Во время похорон моросил холодный дождь, старшие Семилетовы его не замечали. Лида, тоже, лишь чувствовала рукой горячую мамину спину, вспотевшую под тонкой кофтой.
– Мам, Алька-то из-за меня умер…
Мать молча посмотрела воспалёнными глазами – у неё не было сил разубеждать дочку.
Скоро мы уйдем с кладбища, подумала Лида, а он останется совсем один. Эта мысль показалась невыносимой. Она вдруг вспомнила, что забыла положить ему в гроб его любимых солдатиков. Игрушечные солдатики показались сейчас важнее всего на свете, важнее самого обряда, и она сначала тихо, потом все настойчивее потребовала, чтобы могилу разрыли.
– Ему там будет скучно без солдатиков! – кричала Лида, отталкивая отца и мать.
Прошло девять дней после Алькиной смерти, потом сорок дней, а кошмар всё приходил к Лиде по ночам. Он имел вид Тёплого переулка, в котором не было для неё места.
В этот раз Лида стояла перед жёлтым пятиэтажным домом, где жила Ася. Подъезд, медная ручка, до желтизны отполированная множеством ладоней – всё казалось знакомым. Она дёрнула ручку на себя.
На лестнице послышались недружный топот и громкое сопение. Это по-праздничному одетые Коляскины, крепко держась друг за дружку, поднимались к себе наверх. Домна в красной косынке отдувалась, как паровоз – она тащила за собой родственников. Лица у всех были нездоровые, с зелёным оттенком.
Коляскины оставили дверь квартиры приоткрытой, но ни Аси, ни её родных дома не оказалось. Лида собралась уже уйти, когда из комнаты Коляскиных раздались крики, бормотание, потом что-то с продолжительным грохотом упало, снова упало, наконец воцарилась тишина. Что случилось?
Первым Лиде попался на глаза племянник Домны. Митенька неподвижно сидел на полу, прислонившись к этажерке. Рядом лежала его жена. Кудрявая голова молодой женщины была повернута в сторону, как у сломанной куклы.

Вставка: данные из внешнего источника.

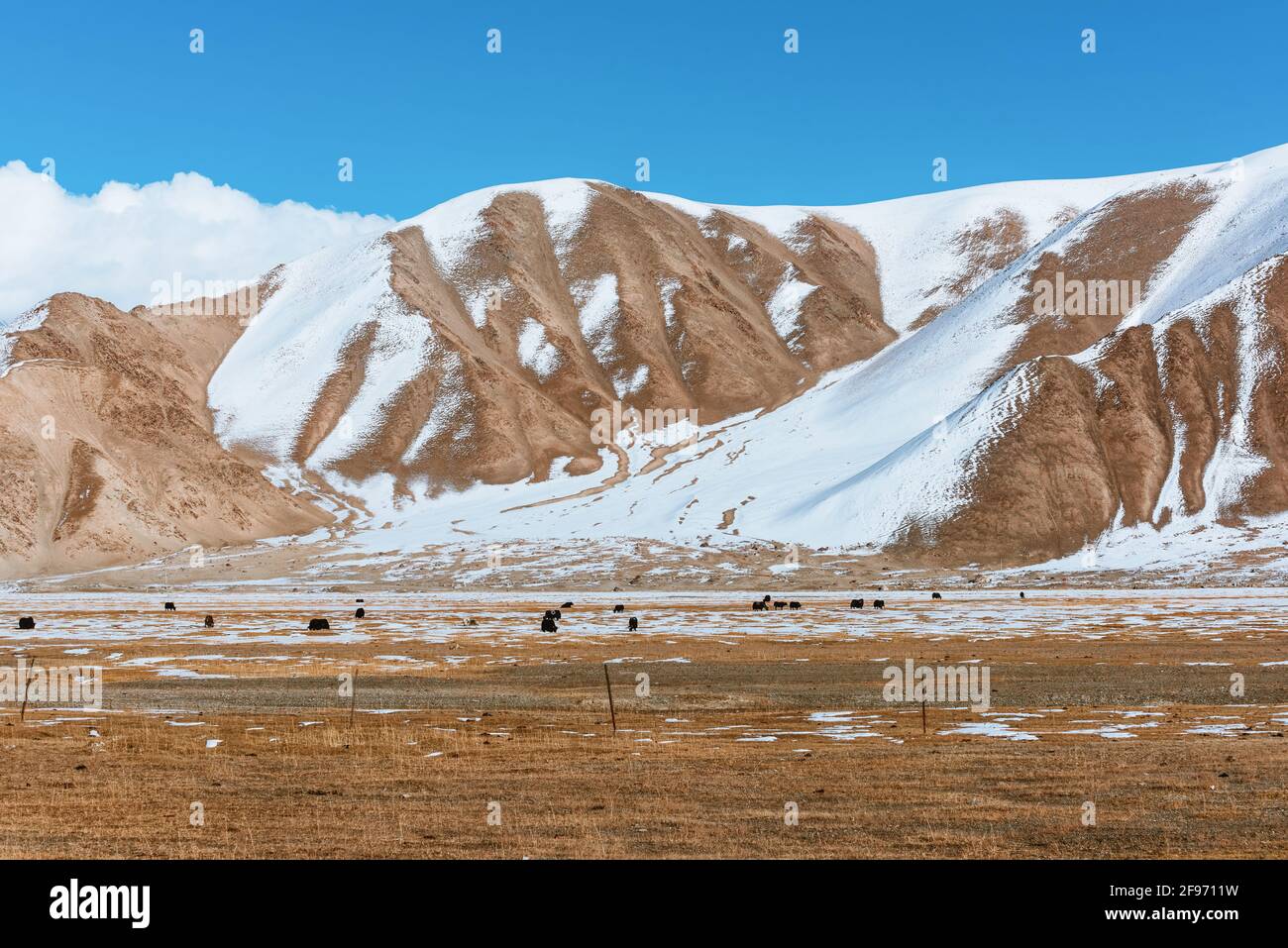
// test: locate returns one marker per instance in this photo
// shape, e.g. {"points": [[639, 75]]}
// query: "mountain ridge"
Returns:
{"points": [[872, 376]]}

Сама Домна Коляскина сидела за столом своей большой сумрачной комнаты, положив кулаки на скатерть и бессмысленно уставившись на муху на ободке чайной чашки. Муха взлетела, села Домне на раскрытый глаз – баба даже не моргнула.
Её муж Михеич перегнулся через старое кресло с потрескавшейся чёрной кожей. Лица плешивого пекаря не было видно, но, судя по его бессильно повисшим рукам, жизни в нём оставалось не больше, чем в остальных Коляскиных.

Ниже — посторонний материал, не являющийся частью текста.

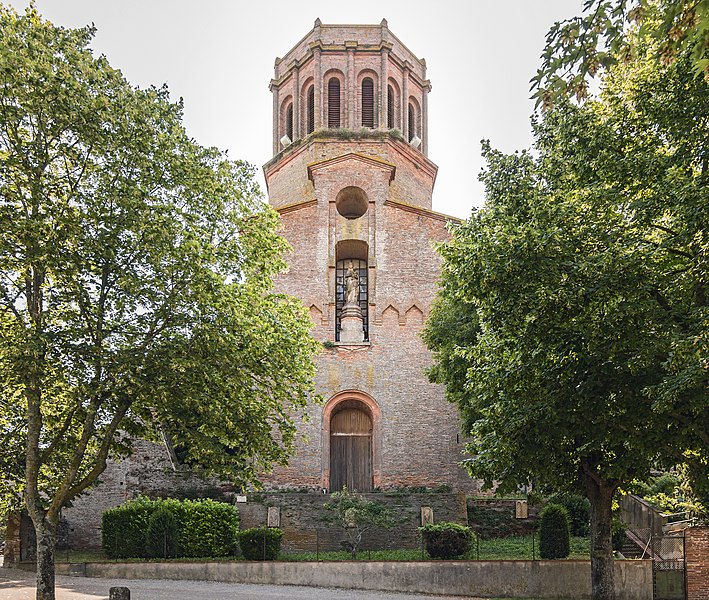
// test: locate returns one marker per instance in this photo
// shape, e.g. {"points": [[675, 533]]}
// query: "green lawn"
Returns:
{"points": [[511, 548]]}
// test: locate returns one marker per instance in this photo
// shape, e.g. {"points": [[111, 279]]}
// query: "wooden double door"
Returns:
{"points": [[351, 448]]}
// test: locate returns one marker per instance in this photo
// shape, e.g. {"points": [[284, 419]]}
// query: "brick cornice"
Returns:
{"points": [[369, 160], [326, 136], [295, 206], [424, 212]]}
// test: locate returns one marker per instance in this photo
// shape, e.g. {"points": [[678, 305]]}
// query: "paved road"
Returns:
{"points": [[19, 585]]}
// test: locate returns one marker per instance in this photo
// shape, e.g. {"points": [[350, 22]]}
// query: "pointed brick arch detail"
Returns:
{"points": [[375, 413]]}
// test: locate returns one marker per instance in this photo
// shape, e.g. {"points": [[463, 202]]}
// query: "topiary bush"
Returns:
{"points": [[554, 538], [210, 528], [260, 543], [446, 540], [161, 539], [203, 528]]}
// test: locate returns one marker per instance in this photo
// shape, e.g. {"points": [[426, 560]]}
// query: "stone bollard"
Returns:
{"points": [[119, 594]]}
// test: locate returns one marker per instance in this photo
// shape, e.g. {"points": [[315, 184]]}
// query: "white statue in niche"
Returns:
{"points": [[351, 285]]}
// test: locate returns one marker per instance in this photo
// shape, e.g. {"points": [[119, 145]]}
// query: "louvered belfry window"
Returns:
{"points": [[333, 103], [311, 109], [289, 122], [412, 122], [367, 102]]}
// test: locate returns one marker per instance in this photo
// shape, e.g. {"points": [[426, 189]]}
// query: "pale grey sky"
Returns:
{"points": [[218, 55]]}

Задребезжала ложечка в чайной чашке, словно кто-то раздражённо размешивал сахар. Звук устремился к Лиде, проник в её грудь, стал таким огромным и жёстким, что его невозможно было вытолкнуть наружу даже криком.
Всё, что Лида могла теперь сделать – это пятиться к выходу, шепча единственную известную ей молитву: «Во имя Отца и Сына, и Святого духа, и ныне и присно… и ныне и присно…». Она давно не молилась, как мать её ни заставляла.

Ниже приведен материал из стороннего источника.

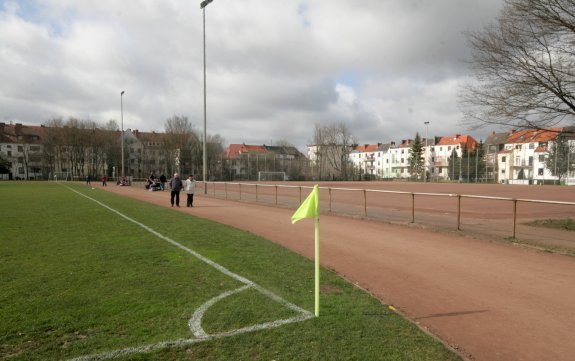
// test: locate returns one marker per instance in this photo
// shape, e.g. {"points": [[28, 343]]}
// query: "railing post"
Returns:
{"points": [[514, 218], [459, 212], [412, 207]]}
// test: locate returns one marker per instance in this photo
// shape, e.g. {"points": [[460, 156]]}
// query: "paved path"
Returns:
{"points": [[488, 300]]}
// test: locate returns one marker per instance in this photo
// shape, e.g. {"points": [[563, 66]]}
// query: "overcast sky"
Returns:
{"points": [[274, 68]]}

«Аминь», – вдруг сказала Митенькина жена на полу. Коляскины оживали один за другим. Сзади подвинули стол: переваливаясь, Домна направилась к мужу, приподняла своего плешивого Михеича за шкирку. Он улыбнулся щербатым ртом и высоким, почти женским голосом обратился к Лиде: «Чего боитесь-то? Никто душу вашу не украдет – потому как души у человека нет. Хе-хе»…
Чета Коляскиных бессильно сползла на пол, и Лида с опаской посмотрела на Митеньку и его жену. Она уже догадалась, что злой дух перелетал от одного тела к другому. Коляскины могли действовать, лишь находясь в общей связке.
Но племянник и его жена не пошевелились, а густое и тяжёлое, не имеющее ни облика, ни имени, заходило вокруг Лиды. «Во имя отца и сына… и… Господи… – зашептала Лида, опускаясь на колени, – кто-нибудь!»
По паркету заклацали, и в комнате появилась собака. У неё были крылья, и она бежала, по-птичьи растопырив их. Собака зарычала на угол, где висела аляповатая картинка, изображавшая детей с бонной в украшенной цветами лодке. По стеклу картины пошли трещины, картинка упала на пол, развалившись на картонку, дешёвую позолоченную рамку и горстку стекляшек.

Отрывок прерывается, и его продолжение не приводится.